A voz dela produzia em mim todas as emoções,todos os momentos de pausa interior, numa técnica transida de “suspense”. O genial Gabriel García Márquez roubou-me este livro: devia ter sido eu a escrevê-lo.
e a pena ler…
Lélia Pereira Nunes
Uma declaração de amor ao Livro. Faço com prazer e proclamo sem qualquer pudor: incontáveis
as madrugadas e manhãs que eu acordo abraçada em ti. Bem juntinho, sentindo teu corpo firme,
tua maciez e teu cheiro inconfundível. Contigo não existe solidão. Apenas um mundo imenso a
desvendar vida. A vida que se alonga e que fazes vibrar em infinito dentro de mim.
Impossível citar um livro. A infidelidade é absoluta. São tantos! Livros que chegam e ficam. Não
partem jamais.
Por isso, não faço declaração de preferência. Quero lembrar os 50 anos de “Cem Anos de Solidão” do colombiano Gabriel Garcia
Márquez, o autor que mudou o rumo da literatura moderna na América Latina. Um livro onde a ficção e os absurdos da realidade latino-americana
se encontram e se cruzam no tempo e no espaço. O realismo mágico e histórico de “Cem Anos de Solidão” marcou toda uma geração.
Nuno Costa Santos
Com os livros podemos e devemos ser infiéis. Podemos saltar de um livro para outro sem que haja ofensas e ressentimentos pelo meio. Haverá
livros decisivos e canónicos na vida de uma pessoa,mas existem sempre outros que, se não foram determinantes, tiveram o seu papel em certo momento.
Portanto, se há uma declaração de amor a fazer, é uma declaração aos livros, aos que nos confrontaram com os nossos medos, aos que nos
fizeram rir enquanto os líamos numa esplanada,aos que foram uma recomendação de um amigo, aquele que diz: “Tens de o ler. Este livro é a tua cara!”.
Falando em amigos, tiro da estante o livro “Mesa de Amigos”, com versões de poesia por Pedro da Silveira, em edição da Assírio & Alvim, de 2002.

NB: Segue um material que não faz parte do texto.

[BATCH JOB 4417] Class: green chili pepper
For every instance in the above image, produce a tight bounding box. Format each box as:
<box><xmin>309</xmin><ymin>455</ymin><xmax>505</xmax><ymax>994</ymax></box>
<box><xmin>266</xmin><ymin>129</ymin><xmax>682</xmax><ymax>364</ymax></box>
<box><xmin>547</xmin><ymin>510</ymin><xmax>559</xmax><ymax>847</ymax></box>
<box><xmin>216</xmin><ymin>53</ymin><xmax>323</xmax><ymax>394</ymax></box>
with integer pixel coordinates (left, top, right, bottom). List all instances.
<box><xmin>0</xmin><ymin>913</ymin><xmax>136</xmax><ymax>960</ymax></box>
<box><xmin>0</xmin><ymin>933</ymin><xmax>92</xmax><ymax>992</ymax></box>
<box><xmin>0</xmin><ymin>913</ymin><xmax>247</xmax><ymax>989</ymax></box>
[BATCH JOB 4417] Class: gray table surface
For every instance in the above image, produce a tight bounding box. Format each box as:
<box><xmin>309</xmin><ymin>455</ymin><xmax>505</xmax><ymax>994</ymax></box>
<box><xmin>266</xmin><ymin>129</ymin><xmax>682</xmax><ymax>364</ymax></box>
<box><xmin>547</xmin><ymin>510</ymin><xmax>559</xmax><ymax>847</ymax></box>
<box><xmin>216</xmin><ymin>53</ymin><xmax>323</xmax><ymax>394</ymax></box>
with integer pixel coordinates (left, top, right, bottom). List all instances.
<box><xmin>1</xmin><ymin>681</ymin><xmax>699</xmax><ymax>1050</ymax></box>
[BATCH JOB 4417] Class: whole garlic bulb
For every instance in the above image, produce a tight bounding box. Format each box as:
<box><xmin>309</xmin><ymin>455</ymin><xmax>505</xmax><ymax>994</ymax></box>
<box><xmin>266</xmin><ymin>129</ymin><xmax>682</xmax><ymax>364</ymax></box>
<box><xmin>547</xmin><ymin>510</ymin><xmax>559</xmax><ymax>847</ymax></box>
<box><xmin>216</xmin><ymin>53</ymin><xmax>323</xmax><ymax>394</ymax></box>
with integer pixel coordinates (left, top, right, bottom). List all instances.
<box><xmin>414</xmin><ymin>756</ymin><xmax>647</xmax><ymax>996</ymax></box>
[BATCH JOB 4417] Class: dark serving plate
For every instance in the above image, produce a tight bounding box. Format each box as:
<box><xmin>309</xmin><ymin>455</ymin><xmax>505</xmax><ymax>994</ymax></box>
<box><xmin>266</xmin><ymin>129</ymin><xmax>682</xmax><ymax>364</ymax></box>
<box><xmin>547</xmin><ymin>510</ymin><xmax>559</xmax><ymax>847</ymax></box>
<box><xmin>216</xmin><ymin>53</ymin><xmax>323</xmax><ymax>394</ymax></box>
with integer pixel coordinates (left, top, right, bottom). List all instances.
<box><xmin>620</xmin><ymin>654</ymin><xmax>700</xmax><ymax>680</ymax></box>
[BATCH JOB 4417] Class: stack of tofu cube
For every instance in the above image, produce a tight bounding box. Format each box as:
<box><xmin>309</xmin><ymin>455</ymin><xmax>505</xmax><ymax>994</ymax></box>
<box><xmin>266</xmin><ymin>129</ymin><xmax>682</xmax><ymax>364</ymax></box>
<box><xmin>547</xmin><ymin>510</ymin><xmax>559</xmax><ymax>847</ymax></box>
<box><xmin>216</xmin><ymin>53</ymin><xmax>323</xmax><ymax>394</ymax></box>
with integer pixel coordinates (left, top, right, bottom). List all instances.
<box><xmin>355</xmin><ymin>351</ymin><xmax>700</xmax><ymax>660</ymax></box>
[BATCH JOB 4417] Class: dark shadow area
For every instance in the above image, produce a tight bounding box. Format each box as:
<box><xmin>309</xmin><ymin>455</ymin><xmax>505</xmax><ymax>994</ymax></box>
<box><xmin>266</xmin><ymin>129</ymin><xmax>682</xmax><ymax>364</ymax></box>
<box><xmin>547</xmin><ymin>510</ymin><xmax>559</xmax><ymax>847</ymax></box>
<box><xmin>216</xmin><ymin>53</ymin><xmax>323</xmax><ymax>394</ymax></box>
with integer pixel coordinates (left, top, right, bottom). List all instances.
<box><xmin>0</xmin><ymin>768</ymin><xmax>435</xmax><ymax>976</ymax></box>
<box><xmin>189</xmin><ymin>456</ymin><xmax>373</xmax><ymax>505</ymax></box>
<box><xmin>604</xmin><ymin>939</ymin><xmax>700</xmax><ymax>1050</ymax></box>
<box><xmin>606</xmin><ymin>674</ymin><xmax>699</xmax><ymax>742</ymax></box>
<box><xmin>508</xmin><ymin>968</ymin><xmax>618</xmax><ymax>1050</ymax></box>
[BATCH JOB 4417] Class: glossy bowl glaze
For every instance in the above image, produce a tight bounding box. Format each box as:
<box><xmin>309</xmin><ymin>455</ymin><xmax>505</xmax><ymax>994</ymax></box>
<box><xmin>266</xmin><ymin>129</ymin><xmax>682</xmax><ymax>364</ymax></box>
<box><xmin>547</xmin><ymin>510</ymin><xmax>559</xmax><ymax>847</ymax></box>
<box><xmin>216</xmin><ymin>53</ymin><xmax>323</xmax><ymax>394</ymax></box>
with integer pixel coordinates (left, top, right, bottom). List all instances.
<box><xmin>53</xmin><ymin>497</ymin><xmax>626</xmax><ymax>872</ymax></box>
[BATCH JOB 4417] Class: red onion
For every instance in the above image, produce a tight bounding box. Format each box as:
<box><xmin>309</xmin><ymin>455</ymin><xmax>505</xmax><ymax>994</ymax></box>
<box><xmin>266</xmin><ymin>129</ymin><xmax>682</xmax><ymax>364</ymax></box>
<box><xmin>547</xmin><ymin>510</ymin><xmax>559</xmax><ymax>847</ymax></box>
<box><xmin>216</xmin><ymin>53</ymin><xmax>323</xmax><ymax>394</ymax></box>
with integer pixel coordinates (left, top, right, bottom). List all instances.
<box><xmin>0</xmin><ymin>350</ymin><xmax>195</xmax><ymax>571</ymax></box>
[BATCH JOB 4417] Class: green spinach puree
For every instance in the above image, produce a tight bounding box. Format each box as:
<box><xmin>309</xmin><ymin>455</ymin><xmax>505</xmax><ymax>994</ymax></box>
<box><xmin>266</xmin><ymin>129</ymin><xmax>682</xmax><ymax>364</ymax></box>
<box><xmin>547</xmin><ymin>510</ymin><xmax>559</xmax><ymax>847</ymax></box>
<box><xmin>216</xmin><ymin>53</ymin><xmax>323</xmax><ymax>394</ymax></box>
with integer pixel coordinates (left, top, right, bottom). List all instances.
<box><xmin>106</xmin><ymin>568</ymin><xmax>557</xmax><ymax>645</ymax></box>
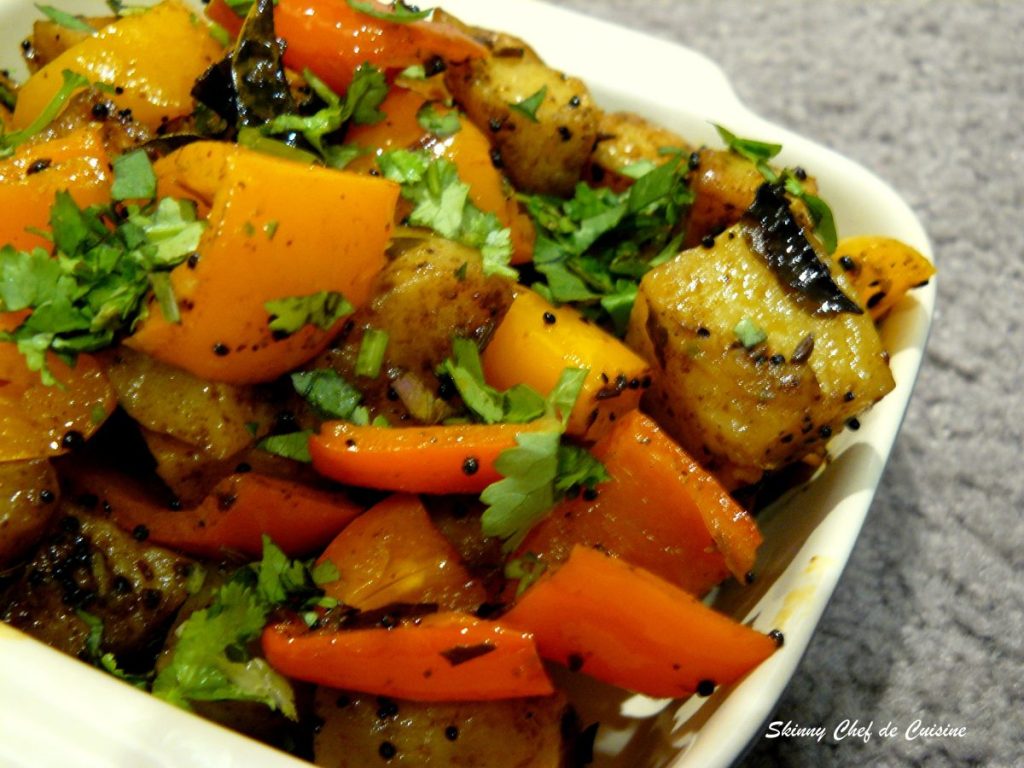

Escolho-o não só por trazer versões de bons poemas escritos por vozes de nacionalidades muito distintas, mas porque o título é todo um programa
– e só de o pronunciar sinto-me bem, apaziguado. Imagino um grupo de cúmplices à volta da mais essencial e íntima das superfícies. E esses amigos
podem ser livros, espalhados, desordenados, em montinhos que juntam géneros diferentes, autores distantes. Ficam à conversa, aqui à minha
frente. E continuam, quando me vou deitar.
Paula de Sousa Lima
Só um livro guarda com correção o rumor das ondas a debruçarem-se sobre a areia e a fulgência
do sol a espraiar-se em inteireza sobre a terra. Só um livro guarda a ternura do sorriso completo de
uma criança feliz. Por isso, amo os livros como amo a natureza e as crianças.
E porque há livros me permitem deixar de ser “um bicho da terra tão pequeno”, homenageio Os Lusíadas.